Il caos fiscale della Brexit no-deal

Se il 29 marzo il Regno Unito abbandona l’Unione Europea senza alcun accordo, cosa che sembra sempre più probabile, le conseguenze sembrano disastrose.

Il Primo Ministro britannico Theresa May e i suoi piani d’accordo con l’Unione Europea (UE) sono stati bocciati dal parlamento inglese.

Le conseguenze, potrebbero essere di una Brexit no-deal, cioè di un’uscita del Regno Unito dalla UE senza alcun accordo. La data di entrata in vigore della Brexit è il 29 marzo.

Nessuna sa cosa accadrà

Naturalmente, nessuno sa cosa accadrà ma, in campo societario e fiscale, ci si aspetta il caos. Lo scenario su fusioni e acquisizioni, imposte societarie, Capital Markets Union (CMU) e politiche commerciali diventa assai fosco e molti si aspettano conseguenze disastrose.

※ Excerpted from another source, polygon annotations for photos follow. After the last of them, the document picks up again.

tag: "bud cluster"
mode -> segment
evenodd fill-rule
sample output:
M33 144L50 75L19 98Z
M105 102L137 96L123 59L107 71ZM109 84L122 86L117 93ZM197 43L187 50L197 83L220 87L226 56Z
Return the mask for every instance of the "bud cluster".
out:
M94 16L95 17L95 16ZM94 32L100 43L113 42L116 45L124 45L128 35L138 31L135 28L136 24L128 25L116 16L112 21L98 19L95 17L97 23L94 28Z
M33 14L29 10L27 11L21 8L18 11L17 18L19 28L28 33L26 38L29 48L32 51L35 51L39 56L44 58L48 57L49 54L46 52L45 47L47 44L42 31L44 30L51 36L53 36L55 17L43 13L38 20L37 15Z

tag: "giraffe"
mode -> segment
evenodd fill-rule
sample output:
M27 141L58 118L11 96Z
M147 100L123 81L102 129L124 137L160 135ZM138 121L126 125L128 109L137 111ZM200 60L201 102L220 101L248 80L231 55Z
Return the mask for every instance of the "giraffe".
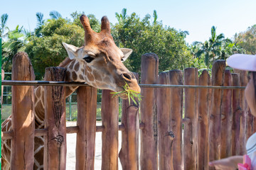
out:
M85 30L85 44L81 47L63 42L68 52L67 57L59 67L67 69L67 81L86 82L97 89L110 89L116 92L123 91L128 84L129 88L140 92L134 75L122 64L132 50L119 48L111 35L110 25L107 16L101 20L101 31L95 33L90 26L85 15L80 16ZM65 87L66 97L78 89L78 86ZM35 128L44 127L44 86L35 88ZM121 95L126 98L125 95ZM11 115L2 123L2 131L11 130ZM9 169L11 140L2 141L2 169ZM43 137L35 137L34 169L43 169Z

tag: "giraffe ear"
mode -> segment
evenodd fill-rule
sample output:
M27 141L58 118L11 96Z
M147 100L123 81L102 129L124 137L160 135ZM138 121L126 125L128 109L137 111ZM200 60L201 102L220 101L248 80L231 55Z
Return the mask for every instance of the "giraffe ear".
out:
M122 62L124 62L128 57L132 54L132 50L129 48L120 48L121 51L124 53L124 57L122 57Z
M67 50L68 57L70 60L73 60L75 57L76 57L77 51L78 50L78 47L77 47L73 45L66 44L65 42L63 42L63 45L64 46L64 47L65 48L65 50Z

Avvocati e fiscalisti di piccole e grandi aziende, sia dentro che fuori dal Regno Unito, sono al lavoro per consigliare i propri clienti su cosa fare. Una Brexit senza accordo potrebbe portare a danni fiscali derivanti soprattutto dallo spostamento di merci all’interno e all’esterno del Regno Unito.

Nell’incertezza, meglio fare scorte…

Nel caso di un no-deal, molti fornitori di servizi e consulenza aziendale verranno messi fuori gioco. Infatti, chi fino ad oggi ha assistito i clienti sulle formalità doganali o sull’IVA, non sarà più in grado di farlo se possedeva solo esperienza in operazioni intra-UE.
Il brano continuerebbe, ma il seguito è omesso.